One of the harshest criticisms of executive coaching has to do the client behaviour “backsliding” – reverting to its original state once the coach leaves. Even if the coach is competent and the client is willing, backsliding can indeed happen.
When we venture into an executive or leadership coaching engagement, there need to be at least 3 parties involved – the coach, the person we are coaching, and the executive sponsor who is usually the direct manager or some other representative of the organization’s interests.
Each of these three players has a role – two of which are usually pretty clear. That third one, though – that’s important, and too often missing or lacking clarity. The “executive sponsor” role is the one that can make the difference between executive coaching that “sticks” and coaching that might feel helpful but that probably doesn’t have lasting impact. It’s also one of the things that differentiates executive or corporate coaching (done well) and any other kind of coaching.
You see, we are very aware that when we get hired, we are being paid by a company. Yes, we are working with an individual, but our work with that person has to be based on what’s important to their organization. Without an engaged steward of the organization’s interests, we are operating in a vacuum.

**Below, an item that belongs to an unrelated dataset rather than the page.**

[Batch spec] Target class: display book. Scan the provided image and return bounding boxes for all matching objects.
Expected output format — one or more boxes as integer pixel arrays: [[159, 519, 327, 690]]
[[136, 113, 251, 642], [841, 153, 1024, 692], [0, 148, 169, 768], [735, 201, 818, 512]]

Without that steward, there’s no assurance that we’re set up to be working on the right things, or that the results of coaching will be maintained.
We’re not – or at least we are not supposed to be – a long term support mechanism. We’re supposed to come in for a predetermined period of time and then leave, and when we do, the client – the person we’ve been coaching – is supposed to have shifted something such that they are more effective. The manager plays a key role throughout, but most particularly at the outset and the conclusion of the engagement.
When we sit down to establish goals and areas of focus for the coaching work we can see whether the manager has given this meeting and the criteria any thought in advance. If they’ve come to the meeting completely unprepared, it gives us tremendous insight into the priority they place on developing their people. If they aren’t willing to make an effort to set the coaching up for success by clarifying the goals and areas of focus, there’s a pretty good chance they’ll stay disengaged once we leave.
In the meeting – does the manager talk to the coach, or to the person who will be coached? I’ve been in countless meetings where the manager spoke to me as if their employee wasn’t in the room – which tells me a lot about the manager’s willingness to provide clear and direct feedback.
Is there an agreed frequency and format of updates between the client and their sponsor throughout the coaching engagement? We’ve seen managers who ignore the whole thing as if it’s not happening, and others who ask for updates more often than we’re seeing the client. Not to mention those managers who avoid asking the client altogether and who call us directly to inquire vaguely “How’s it going?” Regular updates between our client and their sponsor help the sponsor stay connected to what we’re doing, but even more importantly those updates send a message to our client that they are not in this alone – that while they’re doing some hard work, they’ve got support and interest from their boss.
Once the engagement is over, and (in a perfect world) we’ve had a wrap up meeting where everyone agrees that the objectives have been achieved, the client and their manager are left to ensure that the changes “stick” – that the investment in coaching has created sustained change. In that meeting we try to gain some agreement to next steps and the sustainability plan, but even if we get that done it’s still up to the other two parties to make it happen.
In deciding to invest your company’s money and your employee’s time in working with an external coach, you’re not done. Far from it. You’re not divesting yourself of the hard work of developing your people, you’re just using a different approach that requires a shift in your involvement.
If you are a prospective client, or if you’re someone who hires coaches for your organization – be sure that the coach has a process for involving an executive sponsor or organizational stakeholder in the work. Not requiring internal support and not having process for navigating the objective setting and communication aspects of the coaching work is a strong clue that any positive effects will likely be short term at best.
And coaches – don’t let the executive sponsor off the hook. Educate them about the importance of their role and ensure they’re on board to support what you’re doing with their people. After all, you don’t get more business if your clients aren’t successful.